Circles of Cloth: More Virtual Textile Travel
I have travel on my mind . . . especially places near water. Here's a dream trip: The Textile Society of America is having its annual symposium in Hawaii in September this year, and the theme is textiles as cultural expression. This sounds like a fascinating event, probably well worth figuring out a way to go.
Other temptations: The Maiwa workshops, and the Organic Exchange conference in Portugal in October for the organic cotton industry.
And if nothing else -- though it's mostly been a homebound year so far, except in my mind, there is a chance that I could go to Brazil in the fall to speak about sustainable textiles and apparel. I was lucky to go for the first time a few years ago to attend an organic and sustainable products conference there that's run by some wonderful people, and we stay in touch to this day. The conference that year was in Rio de Janeiro, a city of great wealth and beauty alongside great poverty; like most magical places, it's a little dangerous and very seductive.
At Bangles & Clay, a blog that's part of a nonprofit organization called Nest, there's a post about Coopa-Roca, a sewing cooperative in Rio founded by Maria-Teresa Leal (the English-language Web site for Coopa-Roca itself is here).
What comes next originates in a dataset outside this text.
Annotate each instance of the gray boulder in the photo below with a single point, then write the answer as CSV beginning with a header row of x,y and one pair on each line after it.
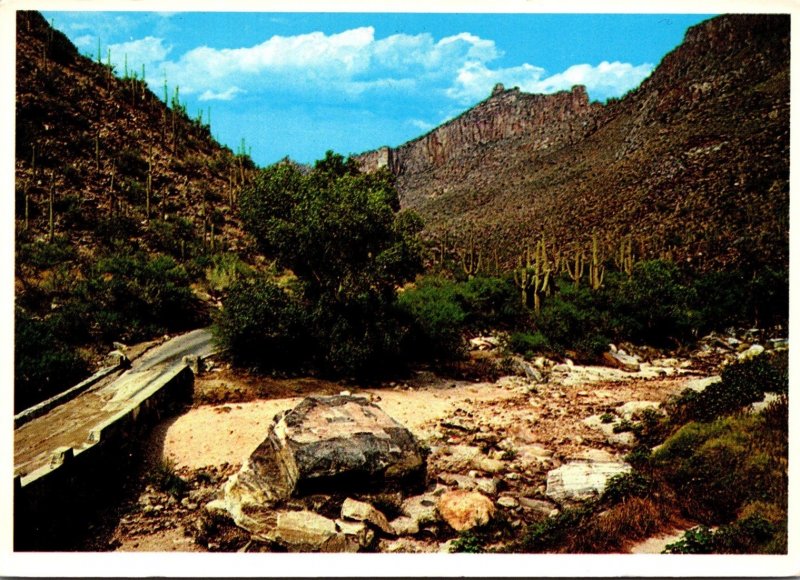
x,y
323,444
Leal founded the cooperative as a way to utilize the sewing skills of women living in the profound poverty of one of Rio's worst favelas and create decent work opportunities for women raising families in violent slums. Now the clothes of Coopa-Roca are seen all over the world, and despite many challenges, it's been a success story in the midst of all-too-common despair in these neighborhoods.
There are stories like this in many places, and room and need for many more. Each one is different and unique, and each one comes down to a chance for people to celebrate their textile and craft heritage and skills, often at risk of being lost, and to have work and fair pay.
The Coopa-Roca women use recycled garments and fabrics and traditional knitting, crochet and patchwork techniques, including yo-yos -- fuxicos in Portuguese. I love seeing the resurgence of yo-yos -- like many children, learning to make a yo-yo was one of my first sewing lessons. And I love that it connects me to women and children worlds away through something as simple as a needle, thread and a circle of cloth.